Thread: Difficulties

  1. #1
    Dear friends,

    Have you had difficulties with any of the Buddhist teachings and practices?

    Please share

  2. #2
    Forums Member Olderon's Avatar
    Join Date
    Mar 2017
    Concord, New Hampshire, U.S.A.
    Yes. I have had difficulty consistently complying with "The Simile of The Saw":

    In particular, this passage:
    "Monks, even if bandits were to carve you up savagely, limb by limb, with a two-handled saw, he among you who let his heart get angered even at that would not be doing my bidding. Even then you should train yourselves: 'Our minds will be unaffected and we will say no evil words. We will remain sympathetic, with a mind of good will, and with no inner hate. We will keep pervading these people with an awareness imbued with good will and, beginning with them, we will keep pervading the all-encompassing world with an awareness imbued with good will — abundant, expansive, immeasurable, free from hostility, free from ill will.' That's how you should train yourselves.
    "Monks, if you attend constantly to this admonition on the simile of the saw, do you see any aspects of speech, slight or gross, that you could not endure?"

    My main concern is eventually running out of limbs.

  3. #3
    There's an alternate translation for MN 21 here:

    Also, in MN 28, Ven Sariputta gives an example of the simile of the saw spoken by the Buddha, so having this pure attitude towards others was obviously considered very important.

    I assume that such extreme examples were used in order to get the message across about not giving in to anger, even in very difficult circumstances. Here's the passage from MN28 :

    "And if other people attack the monk in ways that are undesirable, displeasing, & disagreeable — through contact with fists, contact with stones, contact with sticks, or contact with knives — the monk discerns that 'This body is of such a nature that contacts with fists come, contacts with stones come, contacts with sticks come, & contacts with knives come.
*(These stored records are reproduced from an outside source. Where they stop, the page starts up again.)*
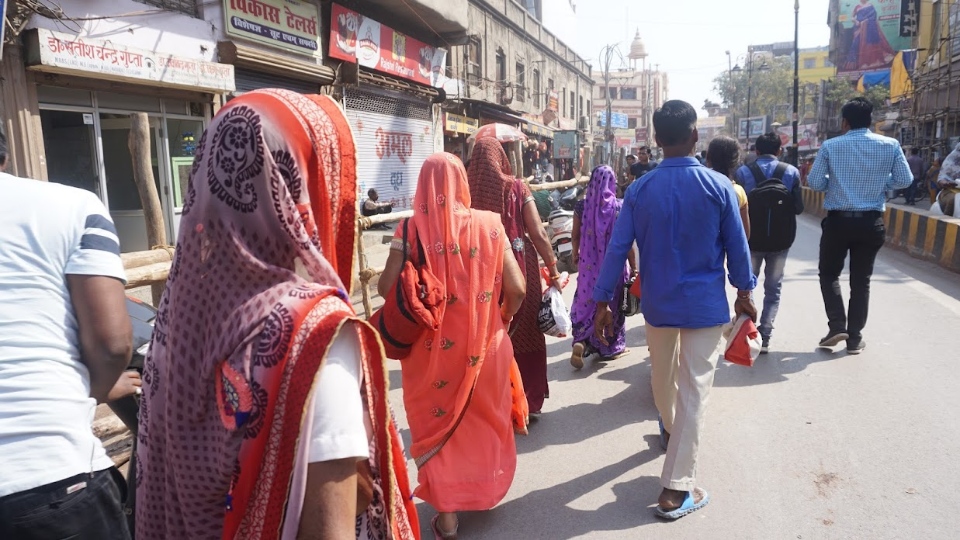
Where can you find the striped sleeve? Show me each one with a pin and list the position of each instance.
(97, 251)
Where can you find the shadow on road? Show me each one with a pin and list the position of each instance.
(770, 368)
(549, 509)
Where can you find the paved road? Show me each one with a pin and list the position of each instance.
(804, 445)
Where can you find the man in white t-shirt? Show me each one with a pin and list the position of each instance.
(65, 338)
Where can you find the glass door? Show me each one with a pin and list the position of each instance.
(183, 136)
(126, 207)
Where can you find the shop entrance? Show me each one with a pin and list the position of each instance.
(85, 135)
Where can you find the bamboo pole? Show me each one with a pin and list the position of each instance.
(139, 145)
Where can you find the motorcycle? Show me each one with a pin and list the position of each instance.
(142, 317)
(560, 229)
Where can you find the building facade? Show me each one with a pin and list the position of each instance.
(513, 70)
(71, 81)
(635, 92)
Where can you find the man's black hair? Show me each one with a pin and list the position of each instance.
(768, 144)
(674, 122)
(858, 112)
(4, 151)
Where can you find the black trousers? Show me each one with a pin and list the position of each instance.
(861, 234)
(83, 507)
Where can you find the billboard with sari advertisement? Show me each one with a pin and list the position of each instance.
(870, 35)
(359, 39)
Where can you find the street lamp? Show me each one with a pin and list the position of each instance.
(749, 59)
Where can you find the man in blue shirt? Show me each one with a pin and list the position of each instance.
(855, 170)
(768, 152)
(685, 220)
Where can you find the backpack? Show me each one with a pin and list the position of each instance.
(773, 219)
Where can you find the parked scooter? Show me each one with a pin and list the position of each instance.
(142, 317)
(560, 229)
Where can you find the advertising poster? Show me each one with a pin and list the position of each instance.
(359, 39)
(287, 24)
(870, 35)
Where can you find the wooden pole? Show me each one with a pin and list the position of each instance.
(139, 145)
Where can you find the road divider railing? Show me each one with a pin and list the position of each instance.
(933, 238)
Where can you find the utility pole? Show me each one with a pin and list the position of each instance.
(796, 78)
(606, 59)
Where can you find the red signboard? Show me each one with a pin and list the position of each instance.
(360, 39)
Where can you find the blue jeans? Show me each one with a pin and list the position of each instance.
(774, 262)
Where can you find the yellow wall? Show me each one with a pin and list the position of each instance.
(822, 70)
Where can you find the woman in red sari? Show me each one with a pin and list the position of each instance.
(457, 379)
(493, 188)
(264, 412)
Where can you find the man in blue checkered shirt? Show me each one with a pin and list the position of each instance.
(855, 170)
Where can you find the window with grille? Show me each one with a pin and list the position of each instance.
(521, 82)
(474, 61)
(189, 7)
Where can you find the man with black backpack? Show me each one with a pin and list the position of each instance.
(775, 200)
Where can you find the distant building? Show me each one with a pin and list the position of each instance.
(635, 93)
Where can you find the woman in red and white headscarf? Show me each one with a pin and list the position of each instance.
(264, 412)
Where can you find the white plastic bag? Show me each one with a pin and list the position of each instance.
(554, 317)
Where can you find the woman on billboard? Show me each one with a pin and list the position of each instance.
(869, 48)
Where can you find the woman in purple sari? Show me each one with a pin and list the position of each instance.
(593, 222)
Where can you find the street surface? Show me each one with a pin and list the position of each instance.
(807, 444)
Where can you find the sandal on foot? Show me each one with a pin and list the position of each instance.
(688, 507)
(613, 357)
(576, 359)
(440, 535)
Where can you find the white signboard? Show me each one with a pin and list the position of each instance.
(60, 52)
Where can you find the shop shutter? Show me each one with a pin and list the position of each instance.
(247, 80)
(394, 136)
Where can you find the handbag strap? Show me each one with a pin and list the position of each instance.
(421, 259)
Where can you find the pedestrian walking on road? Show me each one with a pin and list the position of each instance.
(457, 379)
(65, 339)
(776, 199)
(264, 411)
(494, 189)
(593, 220)
(685, 221)
(723, 156)
(855, 170)
(916, 169)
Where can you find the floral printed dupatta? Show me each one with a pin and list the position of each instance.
(240, 335)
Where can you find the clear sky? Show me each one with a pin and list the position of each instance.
(687, 38)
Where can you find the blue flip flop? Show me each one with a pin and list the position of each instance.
(688, 506)
(663, 433)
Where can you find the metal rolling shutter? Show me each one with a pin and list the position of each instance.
(248, 80)
(394, 137)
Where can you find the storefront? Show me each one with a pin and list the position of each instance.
(456, 131)
(86, 91)
(392, 109)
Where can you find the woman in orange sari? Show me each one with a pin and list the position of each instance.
(457, 380)
(264, 413)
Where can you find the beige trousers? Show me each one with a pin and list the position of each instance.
(683, 364)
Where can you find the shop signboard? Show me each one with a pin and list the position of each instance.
(757, 126)
(455, 123)
(617, 120)
(291, 25)
(362, 40)
(57, 52)
(870, 35)
(566, 145)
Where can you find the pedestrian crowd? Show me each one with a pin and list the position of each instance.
(264, 410)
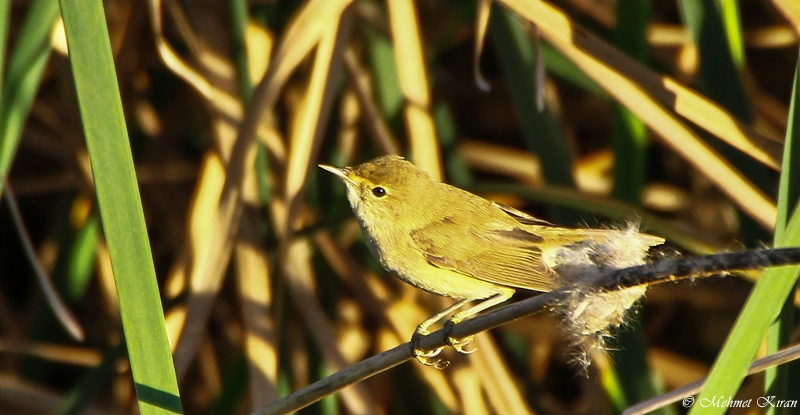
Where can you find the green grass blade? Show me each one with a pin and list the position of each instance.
(629, 144)
(5, 14)
(120, 207)
(540, 129)
(777, 379)
(760, 311)
(26, 66)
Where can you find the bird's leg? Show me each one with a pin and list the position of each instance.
(459, 344)
(425, 357)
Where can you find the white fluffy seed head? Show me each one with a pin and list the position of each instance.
(590, 314)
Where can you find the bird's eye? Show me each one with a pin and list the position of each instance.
(379, 191)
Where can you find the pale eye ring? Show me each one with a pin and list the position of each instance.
(379, 191)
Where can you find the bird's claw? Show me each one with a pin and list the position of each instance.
(427, 357)
(458, 344)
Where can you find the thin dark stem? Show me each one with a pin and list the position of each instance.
(662, 271)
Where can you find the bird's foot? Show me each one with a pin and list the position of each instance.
(457, 344)
(426, 357)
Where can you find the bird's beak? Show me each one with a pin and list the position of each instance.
(341, 172)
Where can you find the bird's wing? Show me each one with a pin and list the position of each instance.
(503, 254)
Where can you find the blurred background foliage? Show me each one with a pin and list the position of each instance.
(670, 114)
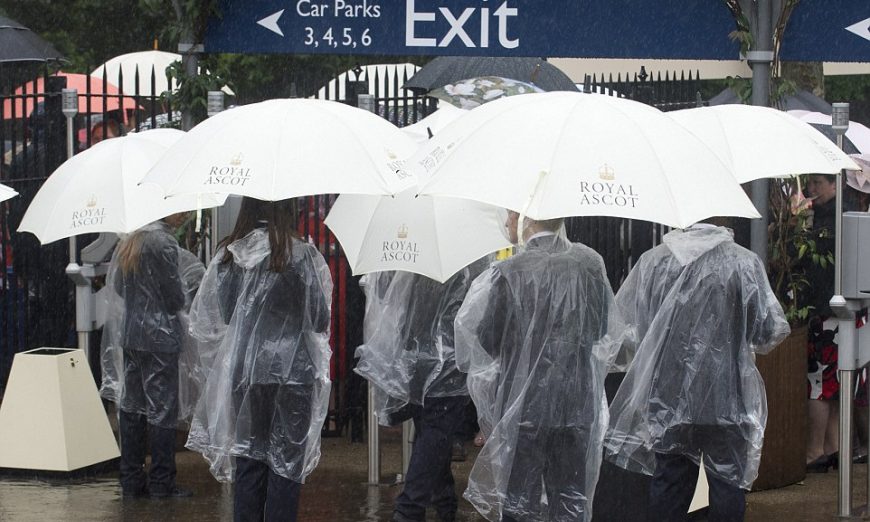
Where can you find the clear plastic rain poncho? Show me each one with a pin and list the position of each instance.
(536, 334)
(145, 311)
(700, 306)
(268, 390)
(408, 352)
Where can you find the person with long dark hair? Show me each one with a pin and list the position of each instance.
(266, 298)
(141, 344)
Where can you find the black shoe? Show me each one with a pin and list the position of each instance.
(458, 453)
(174, 492)
(135, 492)
(820, 465)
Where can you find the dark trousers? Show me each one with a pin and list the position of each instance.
(429, 480)
(149, 406)
(673, 485)
(261, 495)
(161, 475)
(553, 458)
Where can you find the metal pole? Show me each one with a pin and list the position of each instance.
(214, 106)
(374, 446)
(190, 62)
(760, 59)
(84, 297)
(70, 107)
(367, 102)
(840, 124)
(407, 446)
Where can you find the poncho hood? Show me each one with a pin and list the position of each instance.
(693, 242)
(250, 250)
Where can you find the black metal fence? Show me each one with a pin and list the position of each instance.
(37, 298)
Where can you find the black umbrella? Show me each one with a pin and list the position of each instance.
(20, 44)
(828, 131)
(451, 69)
(802, 100)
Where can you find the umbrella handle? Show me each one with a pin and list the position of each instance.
(541, 175)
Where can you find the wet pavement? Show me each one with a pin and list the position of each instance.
(335, 492)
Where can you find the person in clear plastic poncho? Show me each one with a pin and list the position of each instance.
(408, 356)
(700, 306)
(536, 335)
(141, 345)
(266, 295)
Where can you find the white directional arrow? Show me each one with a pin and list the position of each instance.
(271, 22)
(862, 28)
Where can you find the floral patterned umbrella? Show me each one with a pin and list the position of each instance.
(473, 92)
Now the Blessed One has said, in his exhortation of the simile of the saw, "Monks, even if bandits were to carve you up savagely, limb by limb, with a two-handled saw, he among you who let his heart get angered even at that would not be doing my bidding." So my persistence will be aroused & untiring, my mindfulness established & unconfused, my body calm & unaroused, my mind centered & unified. And now let contact with fists come to this body, let contact with stones, with sticks, with knives come to this body, for this is how the Buddha's bidding is done.'

  4. #4
    Here's some advice about anger from Gil Fonsdal taken from his article "Working with Anger":

    How can we work with this difficult emotion?

    Meditation can be very helpful. In it we can experience our anger without inhibitions, judgments, or interpretations. It can be a relief to discover a capacity for witnessing anger without either pushing it away or engaging with it. In fact, meditation may well be the safest place to be angry, to learn to let it flow through us freely, without either condemnation or approval.

    With non-reactive mindfulness as the foundation, we can investigate anger deeply through the body, emotions and thoughts. Anger can open us to a world of self-discovery.

    Anger tends to be directed outward towards an object, towards other people, events, or even parts of ourselves. In mindfulness meditation, we turn the mind away from the object of anger to study the source of the anger and the subjective experience of being angry.

    We can investigate anger through the sensations of the body. The direct experience of anger may result in sensations of heat, tightness, pulsation or contraction. The breathing may become heavy or rapid, and the heart may beat strongly. Since these sensations are direct and immediate, bringing attention to them helps lessen the preoccupation with the object of the anger and with the story of why we are angry. This in turn, helps us to be more fully present for the anger in and of itself.

    Turning our attention away from the object of our anger is important because, while the conditions giving rise to anger may be varied, the direct causes of hostile anger are found within the person who is angry.